Last week the Kennebec Journal ran an interesting story on the library’s efforts, in Hallowell, Maine, to restore their slate roof. From the article:
The roofers are repairing the slate roof built in 1880 on Second Street — part of a host of renovations the library board hopes to do on the building, which has been listed since 1970 on the National Register of Historic Places.
Jim Goulet, who represents Chelsea on the library’s Board of Trustees and is keeping track of the job, said the work — by The Heritage Co. of East Waterboro, which specializes in doing slate roofs on historic buildings — will continue for three to four more weeks.
“They are taking off much of the old slate and reusing it,” Goulet said. “Those pieces in good condition are set aside to be reused.”
The library board has been raising money to fund repairs.
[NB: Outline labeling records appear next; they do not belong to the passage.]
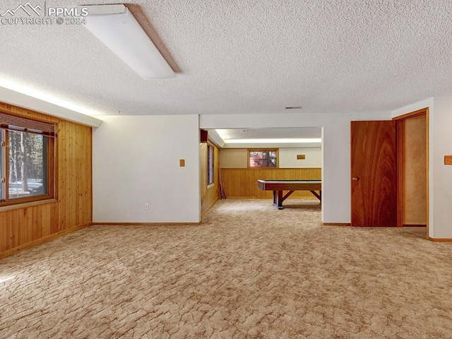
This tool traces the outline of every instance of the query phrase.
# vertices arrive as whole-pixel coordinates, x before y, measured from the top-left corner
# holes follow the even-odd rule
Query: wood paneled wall
[[[271,198],[271,191],[258,188],[258,179],[321,179],[321,168],[222,168],[221,172],[227,198]],[[303,197],[314,196],[305,191],[296,191],[290,196],[290,198]]]
[[[213,206],[218,200],[218,148],[213,143],[213,184],[207,186],[207,143],[200,144],[201,163],[201,215]]]
[[[56,200],[0,211],[3,258],[91,225],[92,129],[3,103],[0,110],[58,124]]]

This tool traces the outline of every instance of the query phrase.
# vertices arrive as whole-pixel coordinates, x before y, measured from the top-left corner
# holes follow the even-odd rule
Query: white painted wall
[[[452,155],[452,97],[435,97],[433,124],[433,222],[432,238],[452,239],[452,165],[444,165],[444,155]],[[432,117],[431,117],[432,118]]]
[[[212,114],[200,117],[201,129],[323,127],[322,220],[350,222],[350,121],[391,119],[390,112]]]
[[[393,112],[393,117],[429,107],[429,237],[452,239],[452,97],[435,97]]]
[[[93,222],[199,222],[198,116],[102,119],[93,133]]]

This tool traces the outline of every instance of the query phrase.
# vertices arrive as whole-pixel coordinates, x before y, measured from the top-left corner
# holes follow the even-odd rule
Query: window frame
[[[56,131],[57,124],[53,121],[39,120],[20,114],[14,114],[4,111],[0,111],[0,114],[3,117],[8,116],[11,119],[18,119],[18,121],[28,121],[31,124],[42,124],[49,126],[53,125],[52,129]],[[30,203],[37,203],[41,201],[49,201],[56,198],[56,133],[47,133],[39,130],[28,129],[24,126],[18,126],[19,129],[11,128],[12,125],[1,124],[0,126],[0,145],[1,152],[1,162],[0,166],[1,171],[0,173],[4,182],[1,184],[1,191],[4,190],[4,198],[0,196],[0,210],[9,206],[16,206],[20,204]],[[13,125],[15,126],[16,125]],[[9,177],[10,177],[10,160],[9,160],[9,133],[10,131],[16,131],[20,133],[32,133],[41,135],[45,137],[46,149],[43,151],[43,165],[45,166],[45,181],[46,181],[46,193],[42,194],[35,194],[30,196],[23,196],[20,198],[11,198],[9,196]],[[4,142],[4,144],[3,143]],[[3,179],[2,178],[2,179]]]
[[[247,161],[247,167],[249,169],[263,169],[265,168],[266,170],[268,169],[272,169],[272,168],[279,168],[280,167],[280,154],[279,154],[279,148],[247,148],[246,149],[246,161]],[[260,166],[260,167],[256,167],[256,166],[250,166],[250,153],[251,152],[275,152],[276,153],[276,164],[275,164],[274,167],[266,167],[266,166]]]

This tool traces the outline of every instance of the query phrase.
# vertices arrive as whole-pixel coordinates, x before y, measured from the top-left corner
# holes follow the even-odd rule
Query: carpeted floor
[[[228,199],[199,226],[93,226],[0,260],[0,338],[452,338],[452,244],[285,205]]]

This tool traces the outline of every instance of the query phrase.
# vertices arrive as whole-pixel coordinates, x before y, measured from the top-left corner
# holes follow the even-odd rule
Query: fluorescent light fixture
[[[225,139],[225,143],[321,143],[321,138],[275,139]]]
[[[140,24],[124,5],[85,6],[85,27],[145,80],[175,78]]]

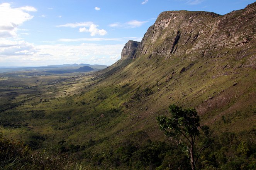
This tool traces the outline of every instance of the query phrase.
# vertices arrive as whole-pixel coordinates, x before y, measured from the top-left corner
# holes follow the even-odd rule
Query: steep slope
[[[36,134],[55,144],[64,140],[85,146],[85,155],[101,155],[137,132],[164,140],[156,117],[168,114],[172,103],[195,107],[214,134],[251,132],[256,126],[256,11],[254,3],[223,16],[164,12],[141,42],[129,41],[121,59],[104,70],[41,86],[30,78],[32,88],[22,82],[25,93],[2,94],[10,103],[1,110],[1,124],[21,127],[3,132],[14,138]],[[13,81],[2,81],[3,89],[20,88]]]

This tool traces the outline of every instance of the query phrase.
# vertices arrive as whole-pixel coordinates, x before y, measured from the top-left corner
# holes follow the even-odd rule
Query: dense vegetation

The slate work contract is for $181,466 . . . Linda Gilson, treasurer of the Board of Trustees, said . . . “and we’re pretty fortunate that 130 years went by and we had no (roof) repairs.”
We are so glad they are putting the slate roofing back up. Not only is good from an architectural perspective, but it also helps to keep the skill base alive. What happens to our architectural heritage when everyone forgets how to put up a slate roof or a plaster wall? Will we “McMansionize” everything? Ugh.
Some argue that the old ways just aren’t economical since the library is spending $181,466 on this slate roof. Yet, I would argue they are economical, but over longer time horizons . . . after all they went 130 years without the need for roof repairs!
Try doing that with asphalt shingles. If asphalt shingles have a 30 year life span (big if with the ice and snow) then the roof would have had been replaced 4 times already. Given the large overhead costs of working on such a tall, steep roof I bet the slate is a lot more competitively priced than first imagined. And the costs would go down if more folks used slate again.